I’m trying to make a Mycroft/Picroft respond in a voice like the classic BBC Dr Who baddie, a Dalek.
I started with the standard British male Mimic diphone voice, it’s already pretty robotic so it’s well suited. For those who may be interested, I’ve altered it so that it does a passable Dalek impression which has involved two main steps;
The first is to break up the response into the individually delivered words (as in ‘you … will … be … exterminated’) rather than running words together as in human speech. To do this on Mycroft I’ve interrupted coding at the point that the response has been translated into text (/mycroft-core/mycroft/audio/speech.py, at ‘def handle_speak(event):’) and changed the code at the ‘else’ point.
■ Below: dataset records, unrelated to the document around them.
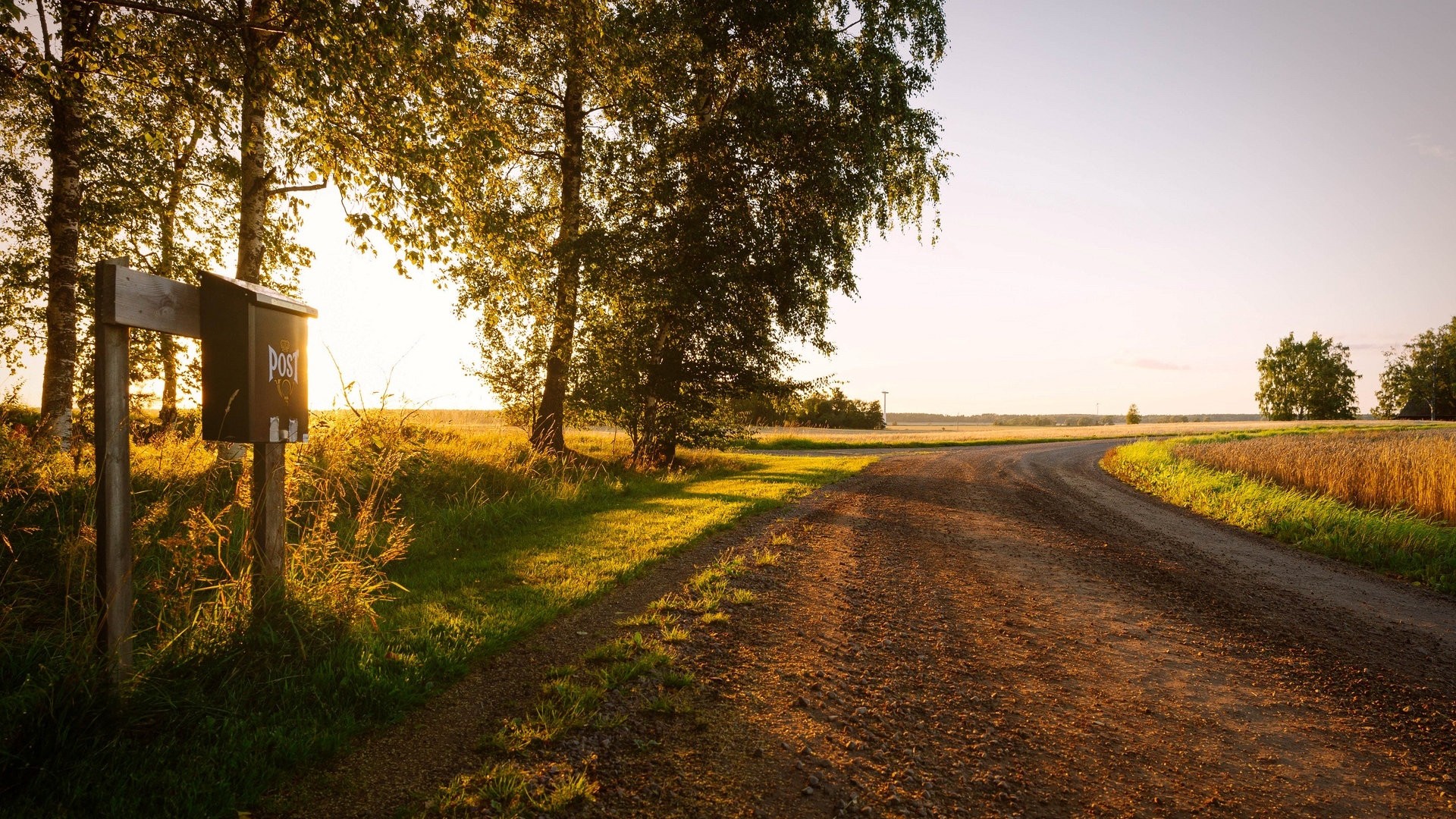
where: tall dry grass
[1175,430,1456,522]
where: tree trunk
[157,120,202,430]
[532,41,587,452]
[41,2,96,449]
[632,318,682,466]
[237,0,278,283]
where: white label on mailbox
[268,344,301,383]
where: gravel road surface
[278,441,1456,816]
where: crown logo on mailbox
[268,338,301,400]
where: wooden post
[96,259,131,683]
[247,443,288,612]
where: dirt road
[278,441,1456,816]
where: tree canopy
[1374,318,1456,419]
[1254,332,1360,421]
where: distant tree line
[1255,318,1456,421]
[1373,318,1456,419]
[0,0,946,463]
[731,388,885,430]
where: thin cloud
[1127,359,1192,370]
[1405,134,1456,162]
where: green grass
[738,430,1106,452]
[1102,438,1456,595]
[737,421,1414,452]
[0,419,871,816]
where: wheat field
[1175,430,1456,522]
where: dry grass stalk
[1175,430,1456,522]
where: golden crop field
[1175,428,1456,522]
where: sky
[11,0,1456,414]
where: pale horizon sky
[11,0,1456,414]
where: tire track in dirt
[587,441,1456,816]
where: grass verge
[737,421,1414,452]
[0,416,871,816]
[418,533,788,819]
[1102,440,1456,595]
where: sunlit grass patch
[0,410,869,816]
[425,762,597,817]
[1102,441,1456,593]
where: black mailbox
[199,275,318,443]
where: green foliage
[1254,332,1360,421]
[730,383,885,430]
[578,0,945,462]
[1373,312,1456,419]
[1102,438,1456,595]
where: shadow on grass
[0,453,866,816]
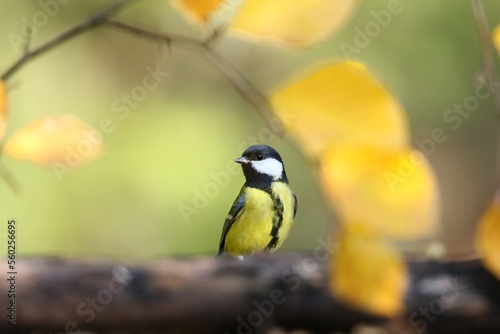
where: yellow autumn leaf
[270,61,409,158]
[0,80,7,141]
[321,146,438,240]
[491,24,500,52]
[330,230,407,317]
[476,191,500,279]
[173,0,224,23]
[231,0,358,47]
[4,115,103,168]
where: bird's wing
[293,194,299,218]
[217,186,245,255]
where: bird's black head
[235,145,288,185]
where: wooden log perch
[0,253,500,334]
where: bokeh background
[0,0,500,258]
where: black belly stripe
[266,194,283,250]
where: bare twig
[471,0,500,186]
[0,0,132,81]
[0,254,500,334]
[106,20,281,134]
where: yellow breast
[225,182,295,255]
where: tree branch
[0,254,500,334]
[0,0,132,81]
[106,20,282,135]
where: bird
[217,144,298,258]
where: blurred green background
[0,0,500,258]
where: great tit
[218,145,297,256]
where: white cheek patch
[252,158,283,179]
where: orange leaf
[321,146,438,240]
[492,24,500,52]
[330,231,407,317]
[476,191,500,279]
[0,80,7,141]
[232,0,358,47]
[4,115,103,168]
[173,0,224,22]
[270,61,409,158]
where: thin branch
[471,0,500,186]
[0,0,132,81]
[106,20,281,135]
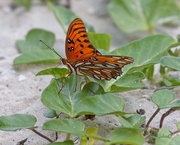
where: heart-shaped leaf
[155,128,180,145]
[151,89,177,109]
[43,118,85,136]
[88,32,111,51]
[0,114,37,131]
[109,127,145,145]
[160,56,180,70]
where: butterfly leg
[58,71,72,94]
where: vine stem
[30,128,53,142]
[66,133,71,140]
[144,108,160,135]
[159,107,180,128]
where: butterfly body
[61,18,134,80]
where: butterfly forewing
[65,18,101,63]
[62,18,134,80]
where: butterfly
[61,18,134,80]
[40,18,134,80]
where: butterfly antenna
[39,40,62,58]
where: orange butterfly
[61,18,134,80]
[40,18,134,80]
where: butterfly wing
[74,55,134,80]
[65,18,101,64]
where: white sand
[0,0,180,145]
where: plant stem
[87,134,110,142]
[144,108,160,135]
[66,133,71,140]
[159,107,180,128]
[31,128,53,142]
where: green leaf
[41,74,84,118]
[88,32,111,51]
[127,114,146,128]
[151,89,176,109]
[36,68,69,78]
[41,74,125,118]
[48,140,74,145]
[110,128,145,145]
[108,72,144,92]
[53,6,94,33]
[13,0,32,10]
[160,56,180,70]
[108,0,180,33]
[0,114,37,131]
[13,49,59,65]
[17,29,55,53]
[13,29,56,65]
[118,116,133,128]
[118,114,146,128]
[48,140,74,145]
[80,127,99,145]
[155,128,180,145]
[176,122,180,130]
[74,94,125,115]
[111,34,176,74]
[43,109,57,118]
[43,118,85,136]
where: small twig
[171,130,180,135]
[66,133,71,140]
[144,108,160,135]
[159,107,180,128]
[31,129,53,142]
[16,138,27,145]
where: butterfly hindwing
[75,55,133,80]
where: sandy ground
[0,0,180,145]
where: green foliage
[14,29,59,65]
[48,140,74,145]
[0,0,180,145]
[160,56,180,71]
[152,90,180,109]
[41,75,125,118]
[110,127,145,145]
[108,0,180,33]
[0,114,37,131]
[155,128,180,145]
[13,0,32,10]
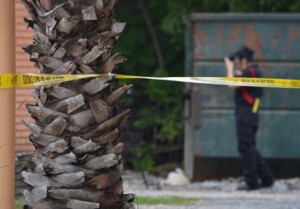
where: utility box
[184,13,300,180]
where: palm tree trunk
[18,0,134,209]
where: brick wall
[15,0,38,152]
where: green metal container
[185,14,300,179]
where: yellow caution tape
[0,73,300,89]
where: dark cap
[229,46,254,62]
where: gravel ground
[124,172,300,209]
[16,171,300,209]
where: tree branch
[137,0,165,69]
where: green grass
[134,196,199,205]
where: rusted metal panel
[192,14,300,61]
[185,14,300,180]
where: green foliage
[114,0,300,170]
[133,144,154,172]
[134,196,199,206]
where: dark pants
[237,120,274,187]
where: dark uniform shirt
[235,65,263,125]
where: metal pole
[0,0,15,209]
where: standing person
[225,46,274,190]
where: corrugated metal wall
[15,0,38,152]
[185,14,300,180]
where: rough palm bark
[18,0,134,209]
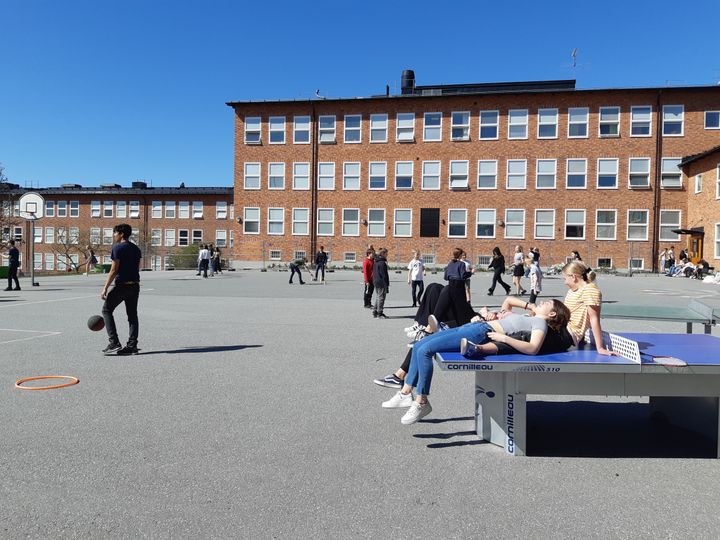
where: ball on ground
[88,315,105,332]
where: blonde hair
[563,261,597,283]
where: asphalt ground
[0,271,720,539]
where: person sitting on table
[383,300,570,425]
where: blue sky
[0,0,720,187]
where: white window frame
[595,208,617,241]
[423,112,442,142]
[537,107,560,140]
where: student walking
[100,223,142,356]
[408,250,425,307]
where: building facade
[0,182,234,272]
[228,72,720,270]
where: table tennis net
[585,329,641,364]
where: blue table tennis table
[435,333,720,458]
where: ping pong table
[435,333,720,458]
[601,300,720,334]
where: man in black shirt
[100,223,142,355]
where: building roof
[680,145,720,167]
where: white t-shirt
[408,259,425,281]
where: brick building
[0,182,234,271]
[227,71,720,270]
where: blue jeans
[405,322,492,396]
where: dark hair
[113,223,132,240]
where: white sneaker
[383,391,414,409]
[400,401,432,426]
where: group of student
[366,255,615,424]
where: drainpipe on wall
[651,90,664,272]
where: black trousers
[102,283,140,347]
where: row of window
[245,105,720,144]
[243,207,681,241]
[243,157,682,191]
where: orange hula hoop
[15,375,80,390]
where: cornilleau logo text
[448,364,493,371]
[505,394,515,454]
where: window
[535,159,557,189]
[215,201,227,219]
[393,208,412,238]
[478,159,497,189]
[370,114,387,143]
[345,114,362,143]
[318,161,335,190]
[628,158,650,189]
[627,210,649,240]
[595,210,617,240]
[480,111,499,141]
[292,208,310,236]
[317,208,335,236]
[535,209,555,240]
[293,163,310,190]
[268,163,285,189]
[423,113,442,142]
[342,208,360,236]
[293,116,310,144]
[448,208,467,238]
[663,105,685,137]
[450,161,469,189]
[245,116,261,144]
[243,208,260,234]
[243,163,260,189]
[368,208,385,236]
[508,109,527,139]
[568,107,589,139]
[422,161,440,190]
[565,210,585,240]
[318,114,335,144]
[343,162,360,191]
[395,161,413,189]
[630,107,652,137]
[505,208,525,238]
[178,201,190,219]
[565,159,587,189]
[598,107,620,137]
[660,210,681,242]
[268,208,285,235]
[150,229,162,246]
[538,109,558,139]
[507,159,527,189]
[269,116,285,144]
[369,161,387,189]
[450,111,470,141]
[165,229,175,247]
[597,159,618,189]
[660,158,682,188]
[395,113,415,142]
[705,111,720,129]
[475,208,496,238]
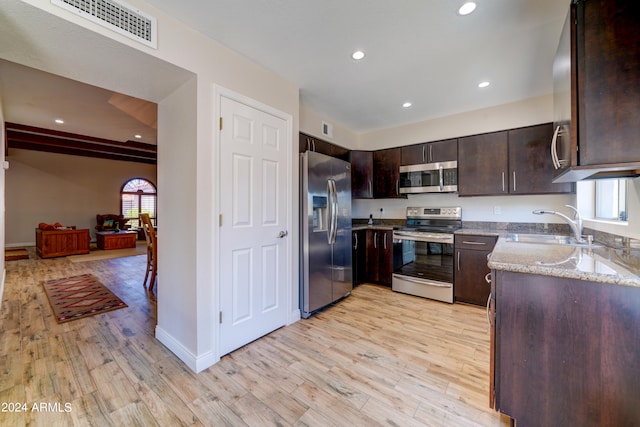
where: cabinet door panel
[373,148,404,199]
[509,123,574,194]
[351,151,373,199]
[458,131,509,196]
[400,144,428,166]
[429,138,458,162]
[575,0,640,165]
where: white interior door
[220,96,291,355]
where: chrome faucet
[532,205,591,243]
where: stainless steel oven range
[391,207,462,303]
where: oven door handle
[394,274,453,288]
[393,231,453,243]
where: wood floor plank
[0,256,509,427]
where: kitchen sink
[505,233,601,247]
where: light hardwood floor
[0,255,509,427]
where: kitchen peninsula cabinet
[453,234,497,306]
[351,151,373,199]
[299,132,349,162]
[366,230,393,286]
[492,270,640,427]
[553,0,640,182]
[373,148,406,199]
[400,138,458,166]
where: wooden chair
[140,214,158,292]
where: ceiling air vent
[51,0,158,49]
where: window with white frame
[120,178,157,227]
[594,179,628,221]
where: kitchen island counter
[489,237,640,287]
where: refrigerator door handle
[327,179,338,245]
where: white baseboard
[156,326,220,374]
[4,242,36,249]
[287,309,301,325]
[0,268,7,311]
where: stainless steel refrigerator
[300,151,353,318]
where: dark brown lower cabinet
[366,230,393,286]
[492,270,640,427]
[453,234,497,306]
Before I show any coding, I should say that, while I’ve been coding for many years, I’m a complete newbie to Python (and Mycroft/Picroft) and if I’m treading on toes or infringing things please let me know or delete this, and if you copy any of this you do so at your own risk (always make copies of the original files so that you can get back to the original code). This is what I changed it to;
#insert pauses (’. ') between words for that dalek sound
utterance = utterance.replace(" “,”. “)
utterance = utterance.replace(”,",". . ")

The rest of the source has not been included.